MDA is a common lipid peroxidation product and reliable marker of oxidative stress25. Drusen, the hallmark of AMD, contains MDA, which can damage the RPE26. Studies that evaluated MDA concentrations in plasma samples reported significantly increased levels of MDA in patients with exudative AMD27,28. In this study, no significant differences were observed in MDA levels. As addressed by our exclusion criteria, many factors can affect the antioxidant-defense system. However, other confounding factors that were not taken into consideration, such as genetic structure, nutrition, and disorders such as atherosclerosis, may explain the discrepancies between the results of different studies.
There were several limitations to this study. Because of the small sample size, our results are difficult to translate to all patients with AMD. Detection of TDH in vitreous samples can be useful for assessing oxidative stress in the retina, but this was not performed in this study. Aside from age-related diseases including AMD, many factors such as genes, environment, and diet may alter TDH and an tioxidant status. This situation may have resulted in a bias in participant enrollment.

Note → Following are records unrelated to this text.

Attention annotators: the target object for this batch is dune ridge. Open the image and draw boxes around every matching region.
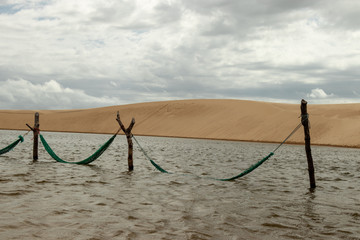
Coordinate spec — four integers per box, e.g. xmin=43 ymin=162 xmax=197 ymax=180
xmin=1 ymin=99 xmax=360 ymax=148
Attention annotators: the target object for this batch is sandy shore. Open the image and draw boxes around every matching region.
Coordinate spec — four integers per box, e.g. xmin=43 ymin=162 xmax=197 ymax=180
xmin=1 ymin=99 xmax=360 ymax=148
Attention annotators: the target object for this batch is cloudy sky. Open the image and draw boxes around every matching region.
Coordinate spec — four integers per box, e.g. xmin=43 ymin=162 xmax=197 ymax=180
xmin=0 ymin=0 xmax=359 ymax=109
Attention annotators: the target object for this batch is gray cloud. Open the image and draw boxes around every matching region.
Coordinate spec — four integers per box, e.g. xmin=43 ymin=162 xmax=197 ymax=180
xmin=0 ymin=0 xmax=359 ymax=109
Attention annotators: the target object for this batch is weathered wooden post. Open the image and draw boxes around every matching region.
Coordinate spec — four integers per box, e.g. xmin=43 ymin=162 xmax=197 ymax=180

In conclusion, this is the second study to examine TDH in patients with AMD. The antioxidant/oxidant balance of dynamic TDH shifts to the oxidative side in patients with AMD. These findings support previously reported evidence of a causal relationship between oxidative stress and AMD. Oxidative stress markers may be disease specific, and not all markers are disturbed in AMD. Further studies involving larger patient populations are warranted to determine the relationships between systemic markers of oxidative stress and AMD.